The plan featured ideas for an open casino “set in parkland”, a native wetland at the mouth of Moonee Ponds Creek and public squares forming “links in a chain of open space”.
However, secret state cabinet papers from 1990 to 1992 – released for the first time on Thursday and reviewed by The Age – reveal a project already mired in controversy, long before Docklands became the most maligned suburb of Melbourne.
Blistering rebukes from a top public servant describe the languishing Labor government’s moves to progress Docklands development legislation as “beyond comprehension” in the midst of a massive real estate slump and economic crisis.
The Olympic dream
In 1990, the government was planning to introduce legislation that would create the Docklands Authority to oversee the area’s renewal.

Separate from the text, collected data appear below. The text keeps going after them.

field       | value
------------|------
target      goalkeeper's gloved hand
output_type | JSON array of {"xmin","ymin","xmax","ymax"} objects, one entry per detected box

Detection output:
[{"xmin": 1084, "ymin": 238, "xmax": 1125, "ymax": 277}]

Melbourne was bidding for the 1996 Olympics, and the reinvention was part of the city’s pitch; the site would host the athletes’ village.
But cabinet papers from August 1990 – one month before Melbourne lost the bid to Atlanta – show there was deep division within the government.
In a scathing internal briefing from August 3, 1990, the Department of the Premier and Cabinet warned that creating the authority was “irresponsible in the current economic climate” and would fuel unrealistic development expectations.
John Hartigan, of the department’s development branch, wrote: “The government is faced with competing priorities for capital funds for new initiatives, such as infrastructure in the 28 outer suburban growth areas, and will clearly be struggling to meet much publicised capital commitments such as a new museum and library.
“How one can justify raising expectations concerning a new massive property project like Docklands in the midst of possibly the largest real estate slump in recent history is beyond this department’s comprehension.”